After that, assuming Mom knows someone, I can worry about the event. And Will. Speaking of the devil, his car pulls in front of the store window and he honks two times.

I wave and hold a finger in the air, and once he gives me a thumbs up, I head to the back room to quickly put a few things away. We weren’t busy today, so I mostly make sure nothing is out of place before I grab my coat and keys and walk to the front door. I turn the sign to closed and lock the door after I leave, smiling at how the front window display looks. There are splashes of pink and yellow to signify spring is coming, and I’ve taken the time to doodle some growing flowers on the windows.

Which reminds me…

I pause for a moment longer and pull my phone out of my pocket. I left my notebook inside the store, so I write my idea to brainstorm hosting a few classes for those that may want to plant their own garden. I would love to source more flowers locally if anyone was interested in using their land to help me grow flowers.

“Everything okay?” Will asks from behind me.

When I turn around, Will is leaning over the center console, talking to me out of the now-open passenger side window.

“I’m thinking about hosting a class for growing flowers.” I slip my phone back into my pocket and get into the truck with Will. “I don’t know if I’ll have time this year. But I said the same thing last year, and I want to stop doing that.”
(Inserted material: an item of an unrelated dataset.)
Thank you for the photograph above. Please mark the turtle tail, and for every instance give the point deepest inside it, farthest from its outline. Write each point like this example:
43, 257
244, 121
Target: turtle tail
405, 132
“Stop doing what?” Will asks.

He looks behind him first, then pulls out from the curb and onto the main road. It will take us thirty minutes to drive to Florence’s family winery. I don’t mind the time to chat though. I thought about bringing my notebook, but I wanted this visit to be casual. If Flo’s parents want to donate wine or host a table, I want them to offer first before I send out emails requesting items from those that might not have.

“Putting myself last?” I cringe as I say it, but it’s true. I love my job. Being able to craft bouquets for so many different people and events is incredible. Having people tell me they love my work makes me cry every time. But do you want to know what else makes me cry? Feeling overwhelmed and stressed twenty-four seven. Not having time to grab dinner randomly with my girls.

“You shouldn’t say that like it’s a bad thing, Mills. You should put yourself first, you know. Without you, there would be no Rose & Ivy. If you take care of yourself, everything else will fall into place.”

“Who are you?” I chuckle. “That’s awfully wise. You should, um, do that too.” My voice is a whisper as I say the last sentence, realizing I should have kept that to myself. I clasp my hands in my lap and gaze out the window to avoid any glare from Will, but he places a hand on my leg and squeezes.

When my eyes find him, his expression is nothing but understanding. My hand covers his and I squeeze back, not speaking to show him we are in this together, but showing him by simply being here.

For the few moments when his thumb runs over my thigh, I’m calm. My thoughts disappear, and all that fills the silence are the birds flying back for better weather and the static from the radio station.

“For what it’s worth, I’m here for you, Millie. Whatever you want to do, I’ll do my best to be by your side. You want to go all in on events? I’m game. You want to close the flower shop more often? I encourage it. But if you want me to tell you that you can do it all…I can’t do that. You’re strong. And so capable. But you’re also missing out on so much by working yourself to the bone. And I’ve seen how exhausted you are.”

“I know…” I whisper. “I’m trying, you know? It’s not easy.”

He scoffs a laugh and shakes his head. “Boy, do I know that. If it was, the record shop wouldn’t be going bankrupt.”

It’s like water being dumped over my head. I’m brought back to reality and reminded Will is leaving. Not right now, but he will. So, he may be here for me right now, but unless he changes his mind and decides to fight for the store, or at least fight for us, I need to keep a wall around my heart.